A Comissão de Constituição e Justiça (CCJ) aprovou em junho, por 44 votos a 18, a admissibilidade da PEC 32/2015 e das propostas apensadas. A CCJ analisou a constitucionalidade da matéria, enquanto a comissão especial ficará responsável por discutir o mérito e emitir um parecer antes da votação em plenário.
Motta já afirmou que não pretende concluir a análise do tema antes das eleições de outubro. A redução da maioridade penal chegou a integrar as discussões da PEC da Segurança Pública, mas a Câmara retirou o tema do texto após um acordo para tratar a proposta separadamente.
A PEC principal altera as regras de responsabilização criminal para permitir a punição penal de jovens a partir dos 16 anos. O parecer aprovado pela CCJ retirou as mudanças sobre maioridade civil previstas originalmente e manteve o foco na esfera penal.
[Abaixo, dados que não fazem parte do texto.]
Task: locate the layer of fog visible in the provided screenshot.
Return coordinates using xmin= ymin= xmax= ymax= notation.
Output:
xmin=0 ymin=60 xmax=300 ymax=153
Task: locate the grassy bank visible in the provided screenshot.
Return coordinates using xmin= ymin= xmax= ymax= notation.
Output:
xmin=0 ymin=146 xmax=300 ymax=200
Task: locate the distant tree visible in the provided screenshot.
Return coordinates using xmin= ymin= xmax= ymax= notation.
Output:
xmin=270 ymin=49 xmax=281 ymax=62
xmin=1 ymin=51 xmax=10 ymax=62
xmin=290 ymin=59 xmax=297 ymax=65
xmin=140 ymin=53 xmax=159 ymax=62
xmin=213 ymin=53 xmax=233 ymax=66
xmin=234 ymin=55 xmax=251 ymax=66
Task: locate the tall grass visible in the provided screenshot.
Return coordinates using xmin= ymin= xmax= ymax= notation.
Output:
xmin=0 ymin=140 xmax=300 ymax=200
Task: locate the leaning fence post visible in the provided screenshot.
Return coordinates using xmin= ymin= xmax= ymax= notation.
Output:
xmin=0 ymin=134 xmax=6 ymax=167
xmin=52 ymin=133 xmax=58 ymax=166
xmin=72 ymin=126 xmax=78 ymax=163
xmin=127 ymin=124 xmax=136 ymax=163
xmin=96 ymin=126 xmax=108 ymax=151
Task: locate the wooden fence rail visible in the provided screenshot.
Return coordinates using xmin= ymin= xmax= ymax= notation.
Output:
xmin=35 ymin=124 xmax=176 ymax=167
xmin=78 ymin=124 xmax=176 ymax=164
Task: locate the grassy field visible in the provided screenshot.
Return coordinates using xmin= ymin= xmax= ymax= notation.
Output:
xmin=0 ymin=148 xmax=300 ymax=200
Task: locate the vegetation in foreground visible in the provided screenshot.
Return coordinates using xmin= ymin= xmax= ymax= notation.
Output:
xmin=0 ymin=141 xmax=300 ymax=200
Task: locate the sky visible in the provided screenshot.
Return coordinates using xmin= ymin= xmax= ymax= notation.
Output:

Parlamentares governistas questionam a constitucionalidade da mudança e argumentam que a maioridade penal integra direitos protegidos pela Constituição. Deputados da oposição defendem que a redução não viola a Carta nem tratados internacionais assinados pelo Brasil.
Pelas regras da Câmara, a comissão especial tem prazo de até 40 sessões do plenário para votar a proposta. Os deputados podem apresentar emendas durante as dez primeiras sessões desse período. Depois da análise do colegiado, a PEC ainda precisa passar por dois turnos de votação no plenário da Câmara.